Over time, TACT expanded to the rest of New York. It would invite dozens
of matched couples to singles parties, knowing that people might be
more comfortable in a group setting. Ross and Altfest enjoyed a brief
media blitz. They wound up in the pages of the New York Herald Tribune
and in Cosmopolitan. The Cosmo correspondent’s first match was with a
gym teacher. One of TACT’s print advertisements featured a photograph of a
beautiful blond woman. “Some people think Computer dating services
attract only losers,” the copy read, quoting a TACT subscriber. “This
loser happens to be a talented fashion illustrator for one of New York’s
largest advertising agencies. She makes Quiche Lorraine, plays chess,
and like me she loves to ski. Some loser!”
One day, a woman named Patricia Lahrmer, from 1010 WINS, a local radio
station, came to TACT to do an interview. She was the station’s first
female reporter, and she had chosen, as her début feature, a three-part
story on how New York couples meet. (A previous installment had been
about a singles bar—Maxwell’s Plum, on the Upper East Side, one of the
first that so-called “respectable” single women could patronize on their
own.) She had planned to interview Altfest, but he was out of the
office, and she ended up talking to Ross. The batteries died on her tape
recorder, so they made a date to finish the interview later that week,
which turned into dinner for two. They started seeing each other, and
two years afterward they were married. Ross had hoped that TACT would
help him meet someone, and, in a way, it had.
After a couple of years, Ross grew bored with TACT and went into finance
instead. He and Lahrmer moved to London.

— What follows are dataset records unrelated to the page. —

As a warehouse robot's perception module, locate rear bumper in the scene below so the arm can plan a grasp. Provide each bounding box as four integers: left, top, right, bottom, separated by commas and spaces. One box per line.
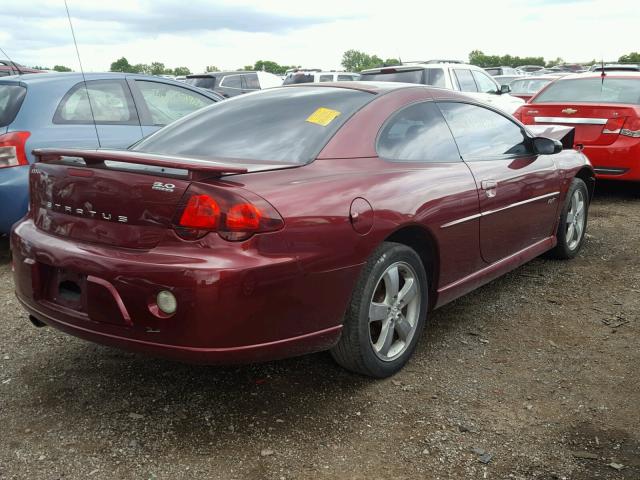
581, 137, 640, 181
0, 165, 29, 233
11, 220, 359, 364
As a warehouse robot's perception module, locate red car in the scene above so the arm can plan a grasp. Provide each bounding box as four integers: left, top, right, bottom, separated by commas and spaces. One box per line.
11, 83, 594, 378
0, 60, 47, 77
515, 72, 640, 181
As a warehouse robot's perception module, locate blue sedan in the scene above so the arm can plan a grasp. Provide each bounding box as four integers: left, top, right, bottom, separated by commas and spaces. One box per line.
0, 72, 222, 233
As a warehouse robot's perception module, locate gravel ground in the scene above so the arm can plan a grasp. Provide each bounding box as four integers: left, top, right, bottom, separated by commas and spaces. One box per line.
1, 181, 638, 480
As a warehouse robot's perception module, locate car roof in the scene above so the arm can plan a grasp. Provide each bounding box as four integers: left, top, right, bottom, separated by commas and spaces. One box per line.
360, 62, 484, 75
283, 80, 465, 98
187, 71, 259, 77
0, 71, 222, 99
559, 71, 640, 80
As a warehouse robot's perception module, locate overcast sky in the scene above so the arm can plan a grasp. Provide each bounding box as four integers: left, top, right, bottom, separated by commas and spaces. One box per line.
1, 0, 637, 72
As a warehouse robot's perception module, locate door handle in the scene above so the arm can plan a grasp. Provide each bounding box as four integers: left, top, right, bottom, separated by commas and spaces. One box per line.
481, 180, 497, 190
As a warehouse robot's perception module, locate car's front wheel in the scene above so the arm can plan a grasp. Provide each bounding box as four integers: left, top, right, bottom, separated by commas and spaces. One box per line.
549, 177, 589, 259
331, 242, 428, 378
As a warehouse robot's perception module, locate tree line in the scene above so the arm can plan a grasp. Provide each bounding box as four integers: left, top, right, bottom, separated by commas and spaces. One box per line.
28, 51, 640, 75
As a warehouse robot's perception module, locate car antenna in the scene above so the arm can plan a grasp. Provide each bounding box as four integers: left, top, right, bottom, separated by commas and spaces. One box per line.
63, 0, 102, 148
0, 47, 23, 75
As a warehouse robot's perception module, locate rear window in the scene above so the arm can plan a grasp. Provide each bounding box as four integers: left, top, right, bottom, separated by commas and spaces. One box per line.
0, 85, 26, 127
533, 78, 640, 104
185, 77, 216, 90
133, 87, 374, 164
283, 74, 314, 85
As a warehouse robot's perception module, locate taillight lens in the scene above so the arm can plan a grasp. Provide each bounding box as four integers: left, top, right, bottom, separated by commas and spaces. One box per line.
513, 106, 524, 122
0, 131, 30, 168
174, 184, 284, 241
620, 117, 640, 138
179, 195, 220, 228
602, 117, 626, 134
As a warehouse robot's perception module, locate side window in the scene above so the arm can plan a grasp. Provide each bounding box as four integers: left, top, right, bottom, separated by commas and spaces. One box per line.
471, 70, 498, 94
219, 75, 242, 89
135, 81, 213, 126
438, 102, 530, 158
320, 75, 334, 82
453, 69, 478, 92
53, 80, 137, 124
244, 73, 260, 90
337, 75, 353, 81
427, 68, 445, 88
377, 101, 461, 163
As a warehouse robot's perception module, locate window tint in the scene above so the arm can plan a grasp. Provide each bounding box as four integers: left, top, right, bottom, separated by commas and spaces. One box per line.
320, 75, 333, 82
0, 85, 27, 127
360, 70, 424, 84
53, 80, 137, 124
471, 70, 498, 93
427, 69, 445, 88
244, 73, 260, 90
377, 101, 460, 163
136, 81, 213, 126
337, 75, 355, 81
133, 87, 374, 164
453, 69, 478, 92
533, 78, 640, 105
438, 102, 530, 158
220, 75, 242, 89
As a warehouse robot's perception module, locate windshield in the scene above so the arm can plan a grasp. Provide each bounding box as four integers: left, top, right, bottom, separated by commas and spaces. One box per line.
533, 77, 640, 104
185, 77, 216, 90
360, 70, 423, 84
133, 87, 374, 164
0, 84, 26, 127
510, 78, 552, 94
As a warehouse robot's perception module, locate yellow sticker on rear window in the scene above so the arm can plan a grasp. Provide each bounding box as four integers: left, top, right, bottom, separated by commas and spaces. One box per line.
306, 107, 341, 126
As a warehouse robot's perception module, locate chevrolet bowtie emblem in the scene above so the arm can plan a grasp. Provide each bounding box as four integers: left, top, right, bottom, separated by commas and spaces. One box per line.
562, 108, 577, 114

Looking back now, he says that
he considered computer dating to be little more than a gimmick and a
fad.
The process of selecting and securing a partner, whether for conceiving
and rearing children, or for enhancing one’s socioeconomic standing, or
for attempting motel-room acrobatics, or merely for finding
companionship in a cold and lonely universe, is as consequential as it
can be inefficient or irresolute. Lives hang in the balance, and yet we
have typically relied for our choices on happenstance—offhand referrals,
late nights at the office, or the dream of meeting cute.
Online dating sites, whatever their more mercenary motives, draw on the
premise that there has got to be a better way. They approach the
primeval mystery of human attraction with a systematic and almost
Promethean hand. They rely on algorithms, those often proprietary
mathematical equations and processes which make it possible to perform
computational feats beyond the reach of the naked brain. Some add an
extra layer of projection and interpretation; they adhere to a certain
theory of compatibility, rooted in psychology or brain chemistry or
genetic coding, or they define themselves by other, more readily obvious
indicators of similitude, such as race, religion, sexual predilection,
sense of humor, or musical taste. There are those which basically allow
you to browse through profiles as you would boxes of cereal on a shelf
in the store. Others choose for you; they bring five boxes of cereal to
your door, ask you to select one, and then return to the warehouse with
the four others. Or else they leave you with all five.